[Esip-discovery] Relating services to datasets served, and datasets to available services

Thu Sep 1 12:51:50 EDT 2011

Hi Guys,

On Sep 1, 2011, at 6:54 AM, Lynnes, Christopher S. (GSFC-6102) wrote:

> Brian,
>  I'm not completely opposed to the two-attribute solution, but unfortunately, adding ESIP specific attributes to the link element would make me want to go further.  Specifically, I would want to go back to using standard values for the rel attribute, like "enclosure" instead of "http://..../data#" (Note 1).
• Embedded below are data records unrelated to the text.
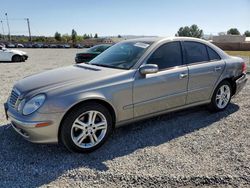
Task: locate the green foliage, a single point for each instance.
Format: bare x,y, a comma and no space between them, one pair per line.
73,36
247,33
233,31
192,31
85,36
66,38
58,36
To disambiguate different kinds of enclosures, I would advocate an additional attribute, e.g., esip:enclosure_type="http://..../data#". Likewise, metadata would be rel=describedby, with a disambiguiator of esip:describedby_type="http://..../metadata#" and browse would be rel=icon, disambiguated by, well, you get the picture
>  This would remove the single biggest discrepancy between the ESIP use of OpenSearch and the OGC use of OpenSearch. We might be technically compliant then.
>  If we went that way, then I would back the two-attribute solution.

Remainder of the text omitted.